The Mississippi Wellness Foundation believes there is a direct link between the lack of open day care centers and the shortage of workers.
"If you look where we are today in this child care center. It is completely gutted. This is just one of hundreds and the money is not coming in to help these day cares get up and running. They need immediate funds and that's what we're trying to do," foundation director Karen Waugh said.
To get daycare centers open sooner, the Wellness Foundation has launched a fundraiser. Although some of Tracy Corrick's teachers are using their homes to watch children, the need for child care is still overwhelming.
"I'm getting 4 or 5 calls a day from new parents needing childcare and I don't have any place to send them at this point," she said. "Everybody that I know is full, and of course our teachers are full, so I don't know what they're doing."
The fear is that without a solution soon, parents who can't find quality childcare will move away.
The Mississippi Wellness Foundation is asking for donations to help speed up the reopening of daycare centers. If you would like to help call (228) 436-9007.

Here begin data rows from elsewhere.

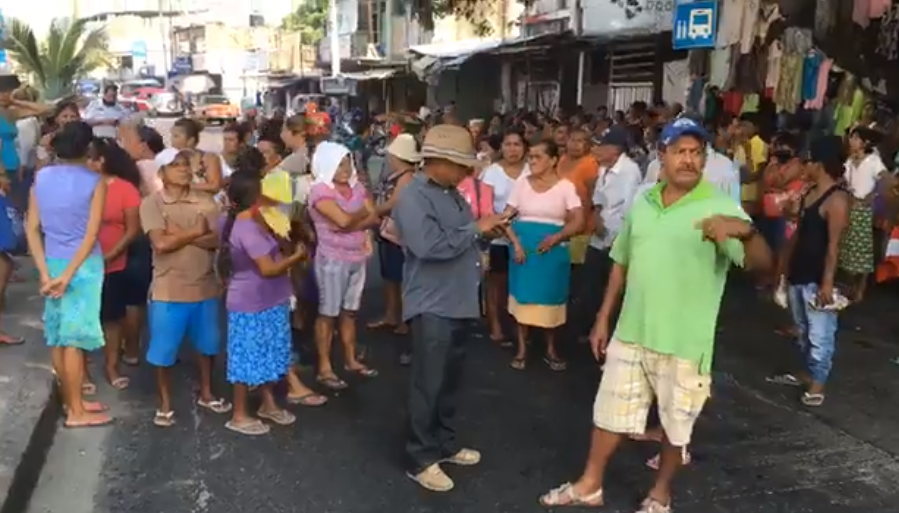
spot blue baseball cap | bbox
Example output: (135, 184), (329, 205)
(659, 117), (709, 146)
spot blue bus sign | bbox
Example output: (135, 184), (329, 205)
(0, 10), (6, 66)
(672, 0), (716, 50)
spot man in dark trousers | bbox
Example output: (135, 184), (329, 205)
(393, 125), (509, 492)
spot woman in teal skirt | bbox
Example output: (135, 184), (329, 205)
(25, 122), (112, 428)
(506, 141), (584, 371)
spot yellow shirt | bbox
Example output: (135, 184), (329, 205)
(734, 135), (768, 201)
(260, 168), (293, 239)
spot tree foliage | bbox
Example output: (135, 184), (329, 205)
(281, 0), (330, 45)
(281, 0), (531, 40)
(0, 18), (109, 99)
(401, 0), (534, 35)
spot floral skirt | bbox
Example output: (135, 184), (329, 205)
(44, 255), (105, 351)
(227, 302), (291, 386)
(839, 202), (874, 274)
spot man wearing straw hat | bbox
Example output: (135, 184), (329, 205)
(393, 125), (509, 492)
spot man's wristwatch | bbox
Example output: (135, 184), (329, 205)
(737, 223), (759, 242)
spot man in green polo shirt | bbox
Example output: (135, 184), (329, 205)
(540, 118), (772, 513)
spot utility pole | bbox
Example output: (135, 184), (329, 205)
(156, 0), (172, 75)
(328, 0), (340, 77)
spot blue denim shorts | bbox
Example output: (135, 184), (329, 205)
(147, 298), (222, 367)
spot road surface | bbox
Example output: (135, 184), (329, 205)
(22, 273), (899, 513)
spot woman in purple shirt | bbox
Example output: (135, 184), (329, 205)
(218, 170), (320, 435)
(25, 122), (112, 428)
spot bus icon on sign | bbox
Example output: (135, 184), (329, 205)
(687, 9), (712, 39)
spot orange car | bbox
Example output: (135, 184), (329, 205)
(194, 94), (240, 124)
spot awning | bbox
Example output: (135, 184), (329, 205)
(341, 69), (399, 82)
(409, 31), (579, 81)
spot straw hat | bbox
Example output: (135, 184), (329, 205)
(421, 125), (481, 167)
(387, 134), (421, 163)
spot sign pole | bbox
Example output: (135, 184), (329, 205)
(0, 9), (9, 72)
(328, 0), (340, 78)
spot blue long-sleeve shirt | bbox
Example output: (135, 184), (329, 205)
(392, 173), (481, 320)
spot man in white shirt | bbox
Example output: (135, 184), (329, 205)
(582, 125), (643, 332)
(84, 85), (131, 139)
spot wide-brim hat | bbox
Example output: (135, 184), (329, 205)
(0, 73), (22, 93)
(421, 125), (481, 168)
(387, 134), (421, 163)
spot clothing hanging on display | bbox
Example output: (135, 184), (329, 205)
(709, 46), (734, 88)
(802, 50), (824, 102)
(774, 53), (803, 114)
(876, 6), (899, 61)
(803, 59), (833, 110)
(815, 0), (840, 39)
(715, 0), (759, 53)
(765, 40), (783, 88)
(784, 27), (815, 55)
(756, 1), (783, 45)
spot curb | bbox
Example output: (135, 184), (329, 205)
(0, 374), (62, 513)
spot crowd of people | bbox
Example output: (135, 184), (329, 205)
(0, 71), (896, 513)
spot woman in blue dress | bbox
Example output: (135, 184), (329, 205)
(0, 75), (47, 346)
(25, 122), (112, 428)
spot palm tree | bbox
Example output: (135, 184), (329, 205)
(0, 18), (108, 99)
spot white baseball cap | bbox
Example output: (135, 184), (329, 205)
(154, 148), (182, 169)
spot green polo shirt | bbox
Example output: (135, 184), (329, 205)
(611, 180), (749, 374)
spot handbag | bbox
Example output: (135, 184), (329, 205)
(379, 217), (403, 246)
(472, 178), (490, 273)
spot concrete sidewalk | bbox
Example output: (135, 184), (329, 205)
(0, 265), (60, 513)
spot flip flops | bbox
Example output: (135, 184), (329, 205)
(225, 419), (271, 436)
(63, 414), (112, 429)
(287, 392), (328, 408)
(197, 399), (233, 414)
(315, 375), (349, 391)
(109, 376), (131, 390)
(256, 409), (297, 426)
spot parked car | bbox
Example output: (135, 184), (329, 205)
(194, 94), (240, 124)
(149, 92), (184, 116)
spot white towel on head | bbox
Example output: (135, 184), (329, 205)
(312, 141), (357, 187)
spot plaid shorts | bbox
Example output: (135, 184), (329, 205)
(593, 340), (711, 447)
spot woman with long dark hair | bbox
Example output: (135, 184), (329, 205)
(25, 122), (112, 428)
(172, 118), (223, 196)
(88, 139), (141, 390)
(217, 171), (306, 435)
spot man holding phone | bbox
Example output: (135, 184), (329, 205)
(84, 84), (130, 139)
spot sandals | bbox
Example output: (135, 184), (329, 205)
(646, 447), (693, 470)
(287, 392), (328, 408)
(765, 374), (802, 387)
(197, 399), (232, 414)
(343, 365), (378, 378)
(365, 319), (398, 330)
(637, 497), (671, 513)
(315, 375), (349, 391)
(153, 410), (175, 428)
(540, 483), (603, 508)
(543, 356), (568, 372)
(63, 414), (112, 429)
(225, 419), (271, 436)
(109, 376), (131, 390)
(799, 392), (824, 407)
(256, 409), (297, 426)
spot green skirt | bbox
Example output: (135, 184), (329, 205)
(839, 202), (874, 274)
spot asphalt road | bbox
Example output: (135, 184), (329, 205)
(21, 273), (899, 513)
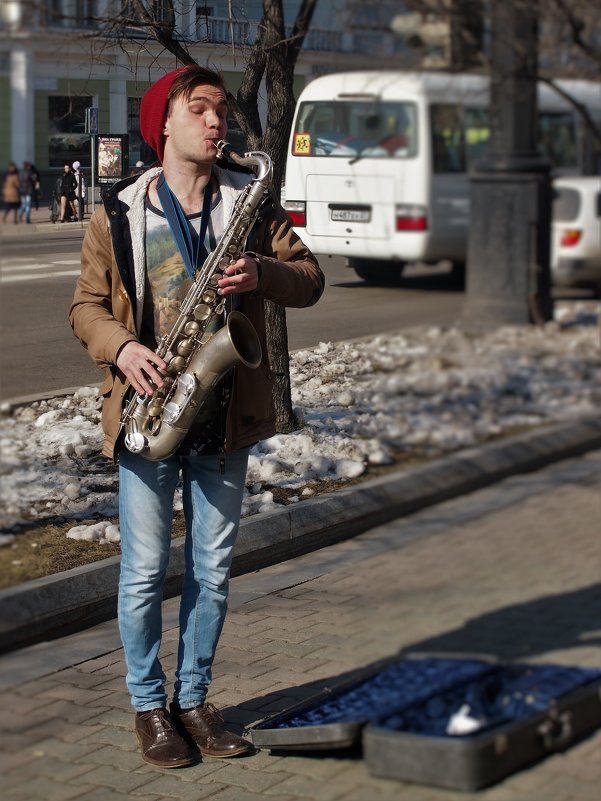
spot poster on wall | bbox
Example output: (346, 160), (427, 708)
(96, 134), (129, 184)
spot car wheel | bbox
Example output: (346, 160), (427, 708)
(349, 259), (405, 286)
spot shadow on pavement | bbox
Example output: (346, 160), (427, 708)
(238, 584), (601, 726)
(399, 584), (601, 661)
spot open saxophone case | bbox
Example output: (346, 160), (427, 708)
(250, 654), (601, 791)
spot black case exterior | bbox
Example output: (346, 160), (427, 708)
(250, 655), (601, 791)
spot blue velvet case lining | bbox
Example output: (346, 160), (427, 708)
(254, 657), (601, 736)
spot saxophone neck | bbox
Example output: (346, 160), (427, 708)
(217, 139), (273, 184)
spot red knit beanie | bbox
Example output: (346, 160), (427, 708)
(140, 67), (188, 164)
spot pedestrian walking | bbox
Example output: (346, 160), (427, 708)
(30, 164), (42, 211)
(70, 66), (324, 768)
(71, 161), (86, 222)
(2, 161), (21, 225)
(59, 164), (77, 222)
(19, 161), (36, 225)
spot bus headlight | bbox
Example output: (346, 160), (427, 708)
(394, 203), (428, 231)
(283, 200), (307, 228)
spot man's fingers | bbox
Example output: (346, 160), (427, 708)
(117, 341), (167, 395)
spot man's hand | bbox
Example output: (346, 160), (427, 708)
(217, 253), (259, 295)
(117, 340), (167, 395)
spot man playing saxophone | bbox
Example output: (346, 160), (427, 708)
(70, 66), (324, 768)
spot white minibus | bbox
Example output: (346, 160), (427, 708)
(284, 71), (601, 282)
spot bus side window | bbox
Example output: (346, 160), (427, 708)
(430, 104), (465, 173)
(465, 108), (490, 165)
(538, 112), (580, 168)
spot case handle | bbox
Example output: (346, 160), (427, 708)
(536, 712), (572, 751)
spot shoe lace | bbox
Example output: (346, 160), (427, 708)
(141, 709), (175, 732)
(202, 702), (225, 726)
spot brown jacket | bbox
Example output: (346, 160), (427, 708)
(69, 167), (324, 459)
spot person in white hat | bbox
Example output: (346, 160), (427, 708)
(71, 161), (86, 222)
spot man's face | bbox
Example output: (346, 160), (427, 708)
(164, 84), (227, 163)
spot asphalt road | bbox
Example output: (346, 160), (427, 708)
(0, 229), (463, 401)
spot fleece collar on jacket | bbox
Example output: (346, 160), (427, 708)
(117, 166), (252, 333)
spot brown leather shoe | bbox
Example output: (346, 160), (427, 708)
(171, 703), (254, 757)
(136, 707), (199, 768)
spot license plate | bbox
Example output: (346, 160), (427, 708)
(332, 209), (371, 222)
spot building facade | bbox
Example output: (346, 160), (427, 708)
(0, 0), (403, 190)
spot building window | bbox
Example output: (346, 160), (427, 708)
(48, 95), (92, 167)
(41, 0), (65, 28)
(75, 0), (98, 28)
(196, 0), (215, 42)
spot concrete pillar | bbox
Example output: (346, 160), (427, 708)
(462, 0), (553, 329)
(10, 43), (35, 167)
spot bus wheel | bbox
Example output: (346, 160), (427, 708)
(349, 259), (405, 286)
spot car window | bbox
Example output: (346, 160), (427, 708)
(553, 187), (580, 222)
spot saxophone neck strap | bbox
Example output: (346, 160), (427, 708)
(157, 173), (211, 278)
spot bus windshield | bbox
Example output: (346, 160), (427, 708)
(292, 99), (417, 158)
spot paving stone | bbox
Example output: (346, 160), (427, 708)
(0, 454), (601, 801)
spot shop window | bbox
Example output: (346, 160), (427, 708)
(48, 95), (92, 167)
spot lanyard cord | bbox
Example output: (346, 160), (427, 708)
(157, 173), (211, 278)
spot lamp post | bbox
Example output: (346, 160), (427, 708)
(462, 0), (553, 329)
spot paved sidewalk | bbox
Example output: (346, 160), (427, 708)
(0, 201), (89, 237)
(0, 450), (601, 801)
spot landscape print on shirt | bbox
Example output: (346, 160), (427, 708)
(146, 224), (192, 340)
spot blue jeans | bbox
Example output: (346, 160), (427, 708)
(118, 449), (248, 712)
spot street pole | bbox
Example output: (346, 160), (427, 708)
(462, 0), (553, 329)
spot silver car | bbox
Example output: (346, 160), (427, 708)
(551, 176), (601, 292)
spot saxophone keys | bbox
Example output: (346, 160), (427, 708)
(194, 303), (211, 322)
(184, 320), (200, 337)
(168, 356), (186, 375)
(176, 339), (194, 356)
(147, 398), (165, 417)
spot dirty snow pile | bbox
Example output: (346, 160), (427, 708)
(0, 301), (601, 543)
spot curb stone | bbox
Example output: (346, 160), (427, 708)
(0, 418), (601, 653)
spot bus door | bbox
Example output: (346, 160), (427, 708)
(430, 103), (482, 259)
(286, 95), (417, 241)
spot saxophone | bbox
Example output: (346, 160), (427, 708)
(121, 140), (272, 459)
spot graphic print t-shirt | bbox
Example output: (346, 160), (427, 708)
(143, 184), (224, 454)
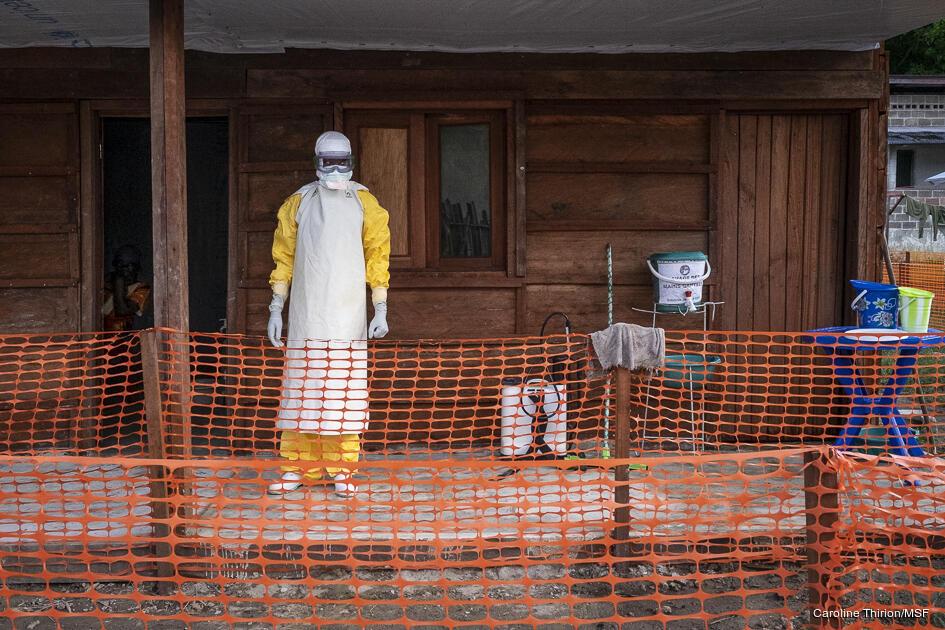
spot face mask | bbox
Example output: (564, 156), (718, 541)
(318, 171), (351, 190)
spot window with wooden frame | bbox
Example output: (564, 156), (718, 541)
(344, 109), (508, 272)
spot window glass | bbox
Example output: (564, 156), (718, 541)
(896, 150), (915, 188)
(439, 124), (492, 258)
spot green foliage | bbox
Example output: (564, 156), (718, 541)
(886, 20), (945, 74)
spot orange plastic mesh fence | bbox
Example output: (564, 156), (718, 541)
(821, 453), (945, 628)
(0, 330), (945, 630)
(883, 254), (945, 330)
(7, 330), (945, 458)
(0, 448), (945, 629)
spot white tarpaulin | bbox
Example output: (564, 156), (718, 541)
(0, 0), (945, 53)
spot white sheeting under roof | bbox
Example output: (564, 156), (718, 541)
(0, 0), (945, 53)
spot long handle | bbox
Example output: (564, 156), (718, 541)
(646, 259), (712, 286)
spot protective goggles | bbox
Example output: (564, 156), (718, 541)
(315, 155), (354, 173)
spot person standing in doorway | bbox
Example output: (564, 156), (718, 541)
(267, 131), (390, 496)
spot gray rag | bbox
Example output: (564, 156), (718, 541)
(591, 324), (666, 370)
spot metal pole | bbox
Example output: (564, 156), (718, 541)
(600, 243), (620, 459)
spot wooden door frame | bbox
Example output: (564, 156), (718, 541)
(79, 99), (239, 332)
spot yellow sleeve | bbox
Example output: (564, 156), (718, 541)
(358, 190), (390, 304)
(269, 194), (302, 297)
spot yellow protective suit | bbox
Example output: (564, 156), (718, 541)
(269, 188), (390, 304)
(269, 182), (390, 479)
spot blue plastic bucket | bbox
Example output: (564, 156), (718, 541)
(850, 280), (899, 328)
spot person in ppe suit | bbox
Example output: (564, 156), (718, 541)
(268, 131), (390, 496)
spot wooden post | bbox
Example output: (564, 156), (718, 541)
(804, 451), (840, 623)
(607, 367), (630, 557)
(150, 0), (190, 457)
(150, 0), (189, 331)
(140, 329), (175, 595)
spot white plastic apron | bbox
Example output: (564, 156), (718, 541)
(277, 182), (368, 435)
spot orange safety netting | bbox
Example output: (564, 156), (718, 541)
(0, 330), (945, 630)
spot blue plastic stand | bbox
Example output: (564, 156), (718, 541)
(811, 326), (945, 457)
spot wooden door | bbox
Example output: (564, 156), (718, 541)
(720, 114), (850, 331)
(0, 103), (80, 333)
(231, 103), (331, 335)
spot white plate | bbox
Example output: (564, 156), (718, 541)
(845, 328), (914, 343)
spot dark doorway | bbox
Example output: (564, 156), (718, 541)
(102, 117), (229, 332)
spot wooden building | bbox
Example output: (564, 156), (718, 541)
(0, 0), (936, 338)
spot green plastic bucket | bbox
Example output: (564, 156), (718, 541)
(663, 352), (722, 389)
(899, 287), (935, 332)
(646, 252), (712, 313)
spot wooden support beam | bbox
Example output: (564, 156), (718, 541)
(150, 0), (189, 331)
(140, 329), (175, 595)
(607, 367), (631, 557)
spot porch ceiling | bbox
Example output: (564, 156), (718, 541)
(0, 0), (945, 53)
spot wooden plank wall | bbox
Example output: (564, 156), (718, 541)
(0, 49), (885, 338)
(525, 104), (716, 332)
(721, 114), (852, 331)
(0, 103), (80, 333)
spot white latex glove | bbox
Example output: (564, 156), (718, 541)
(266, 293), (285, 348)
(368, 302), (390, 339)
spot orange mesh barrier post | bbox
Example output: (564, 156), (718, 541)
(613, 367), (631, 557)
(804, 451), (840, 619)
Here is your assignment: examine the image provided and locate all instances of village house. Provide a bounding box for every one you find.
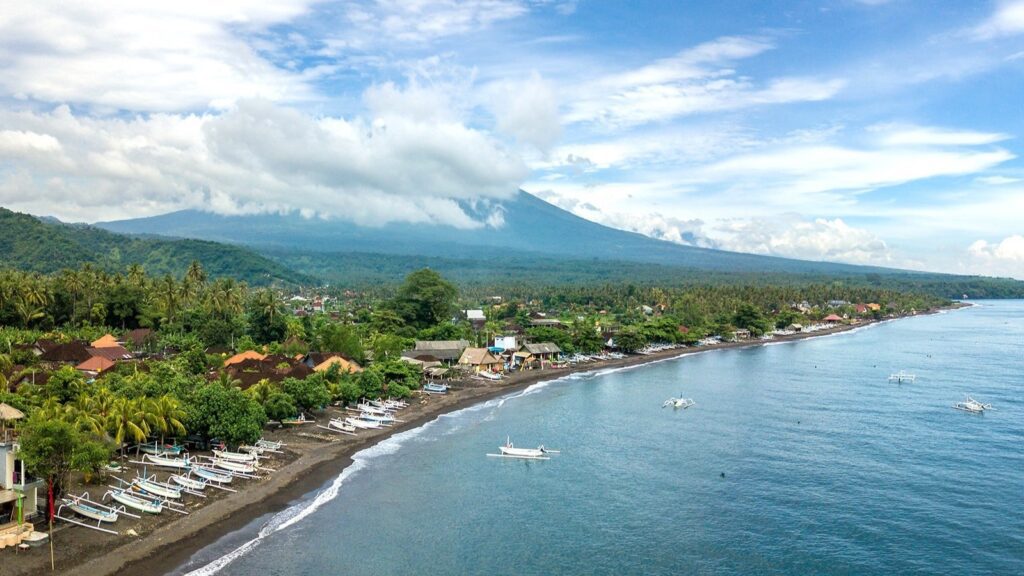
[0,422,44,533]
[459,347,505,372]
[224,349,266,367]
[75,356,117,378]
[401,340,469,366]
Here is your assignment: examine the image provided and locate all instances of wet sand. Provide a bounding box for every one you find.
[0,313,946,576]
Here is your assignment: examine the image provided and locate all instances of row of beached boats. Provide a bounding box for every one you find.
[317,398,409,436]
[54,439,284,534]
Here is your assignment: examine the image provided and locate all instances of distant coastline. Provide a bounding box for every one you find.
[37,302,958,576]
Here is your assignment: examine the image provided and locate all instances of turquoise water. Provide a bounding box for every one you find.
[178,300,1024,575]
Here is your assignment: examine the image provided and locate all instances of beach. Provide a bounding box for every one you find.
[0,313,942,576]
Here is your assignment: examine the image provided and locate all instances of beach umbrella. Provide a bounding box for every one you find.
[0,402,25,429]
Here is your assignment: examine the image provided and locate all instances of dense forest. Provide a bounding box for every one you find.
[263,249,1024,298]
[0,208,303,285]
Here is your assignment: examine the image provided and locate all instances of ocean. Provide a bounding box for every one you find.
[174,300,1024,576]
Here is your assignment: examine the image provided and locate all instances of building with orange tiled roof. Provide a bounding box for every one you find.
[224,349,266,366]
[313,356,362,373]
[91,334,121,348]
[75,356,115,374]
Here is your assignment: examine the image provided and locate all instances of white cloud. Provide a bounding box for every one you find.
[482,73,562,151]
[693,141,1015,203]
[972,0,1024,40]
[716,214,892,265]
[968,234,1024,280]
[974,175,1021,186]
[0,0,312,111]
[327,0,529,50]
[968,234,1024,263]
[867,124,1013,147]
[565,37,846,128]
[0,100,526,228]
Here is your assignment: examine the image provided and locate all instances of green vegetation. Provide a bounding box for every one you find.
[0,251,983,506]
[0,208,310,285]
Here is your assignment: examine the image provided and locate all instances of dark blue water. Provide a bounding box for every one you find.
[181,301,1024,575]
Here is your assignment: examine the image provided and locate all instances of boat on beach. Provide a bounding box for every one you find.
[191,466,233,484]
[423,382,447,394]
[104,488,164,515]
[487,438,559,460]
[345,417,381,430]
[142,454,191,469]
[213,449,258,462]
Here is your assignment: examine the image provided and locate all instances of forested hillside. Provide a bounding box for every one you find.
[0,208,309,285]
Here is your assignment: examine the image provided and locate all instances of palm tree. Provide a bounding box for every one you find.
[157,274,178,322]
[62,270,85,324]
[150,394,185,445]
[128,263,145,287]
[14,294,45,328]
[110,398,150,456]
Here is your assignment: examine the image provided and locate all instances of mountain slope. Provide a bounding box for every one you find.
[96,192,884,274]
[0,208,308,284]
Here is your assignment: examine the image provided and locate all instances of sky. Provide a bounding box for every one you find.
[0,0,1024,279]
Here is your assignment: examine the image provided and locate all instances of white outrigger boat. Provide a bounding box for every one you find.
[256,438,285,452]
[53,492,140,535]
[211,458,256,475]
[345,417,381,430]
[889,370,918,384]
[142,454,191,469]
[103,488,164,515]
[953,396,995,414]
[132,477,181,500]
[662,398,696,409]
[191,466,234,485]
[213,449,258,462]
[138,441,185,456]
[170,474,207,492]
[487,438,560,460]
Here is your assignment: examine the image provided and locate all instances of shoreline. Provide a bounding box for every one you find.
[36,304,950,576]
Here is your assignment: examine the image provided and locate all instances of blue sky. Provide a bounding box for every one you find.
[0,0,1024,278]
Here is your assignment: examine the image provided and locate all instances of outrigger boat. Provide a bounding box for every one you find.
[281,414,313,426]
[191,466,234,484]
[103,488,164,515]
[256,438,285,452]
[662,398,696,409]
[171,474,207,492]
[141,454,191,469]
[132,477,181,500]
[953,396,995,414]
[213,449,258,462]
[53,492,139,535]
[138,441,185,456]
[212,458,256,475]
[316,418,357,436]
[345,417,381,430]
[423,382,447,394]
[487,438,560,460]
[889,370,918,384]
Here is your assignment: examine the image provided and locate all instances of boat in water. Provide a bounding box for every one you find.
[662,398,696,409]
[423,382,447,394]
[487,438,559,460]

One Jackson County business is helping with the daycare crisis there. Chevron Refinery donated money and time to help rebuild the daycare center at Pascagoula's Calvary Baptist Church after storm waters flooded the building.
Pastor Johnny Beaver said without Chevron, the daycare would not have opened as soon.
"They replaced the tile, they replaced sheet rock, painted the whole building. But probably the funnest day we had was when the furniture arrived. We were able to pull out the chairs, cribs, the changing tables and all that good stuff," Beaver said.
The church held a celebration Tuesday thanking the company for their huge monetary donation and all their hard work.